After hearing your program, I was in favor of leaving the Pledge as it is. However, after pondering and discussing the matter since that time, I have changed my mind, for a troubling reason
that I think has gone unnoticed: the phrase "under God" makes the entire Pledge of Allegiance dangerously vague.
Most proponents take it as a statement of fact, i.e. that our nation *is* under God. Opponents object that it thus undergirds jingoism and an uncritical sense of manifest destiny. It occurred to me, as a rejoinder in the phrase's favor, that perhaps it one might interpret it not as a statement of fact but a qualification: I pledge allegiance to the flag...republic... nation *so long as* it is under God. It might go astray, in the same terms as a secularist might fear, and then it would cease to be under God or commend our loyalty.
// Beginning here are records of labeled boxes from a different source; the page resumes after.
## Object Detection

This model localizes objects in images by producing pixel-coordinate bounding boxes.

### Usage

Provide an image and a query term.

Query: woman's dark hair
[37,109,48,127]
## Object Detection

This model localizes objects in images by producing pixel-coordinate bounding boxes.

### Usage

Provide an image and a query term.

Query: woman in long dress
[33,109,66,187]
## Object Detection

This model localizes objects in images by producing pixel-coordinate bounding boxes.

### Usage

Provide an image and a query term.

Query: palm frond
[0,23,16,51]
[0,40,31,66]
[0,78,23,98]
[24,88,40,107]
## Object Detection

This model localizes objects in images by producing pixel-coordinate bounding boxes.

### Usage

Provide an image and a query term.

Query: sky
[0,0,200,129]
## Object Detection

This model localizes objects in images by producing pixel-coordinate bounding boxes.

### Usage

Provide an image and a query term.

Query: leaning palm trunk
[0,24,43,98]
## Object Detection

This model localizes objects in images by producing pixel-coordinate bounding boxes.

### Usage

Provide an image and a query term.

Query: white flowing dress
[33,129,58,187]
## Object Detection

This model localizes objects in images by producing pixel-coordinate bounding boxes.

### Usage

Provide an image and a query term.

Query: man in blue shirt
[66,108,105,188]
Then someone reminded me of the existence of the postmillennialists/dominion theologians/Christian reconstructionists. Now, as a mainstream Christian, I object to this novel reworking of my religion just as much as any non-Christian, and I fear its political agenda just as much. Believing that only Christians (by their own narrow definition) can legitimately wield authority or power of any kind, they are prepared to dissemble in order to acquire it. Any loyalty to the Constitution of the U.S. is purely tactical. As soon as they can, they mean to abolish it and impose the Old Testament law in full. This, they believe, is a prerequisite to the second coming of Christ.
Now, if the phrase "under God" is not construed as a statement of fact but as a qualification, their interpretation could, and probably would, be that the United States at present is not under God at all. Their loyalty is to arrangements that don't yet exist but which they hope to bring about. Therefore, they can recite the Pledge of Allegiance alongside the rest of us, giving the impression that they respect the political arrangements under by which we have agreed to live together: but in fact, they are pledging allegiance to something else altogether! And to which most of us would be vehemently opposed.
Dropping the words "under God" would remove this mischievous back door to treason.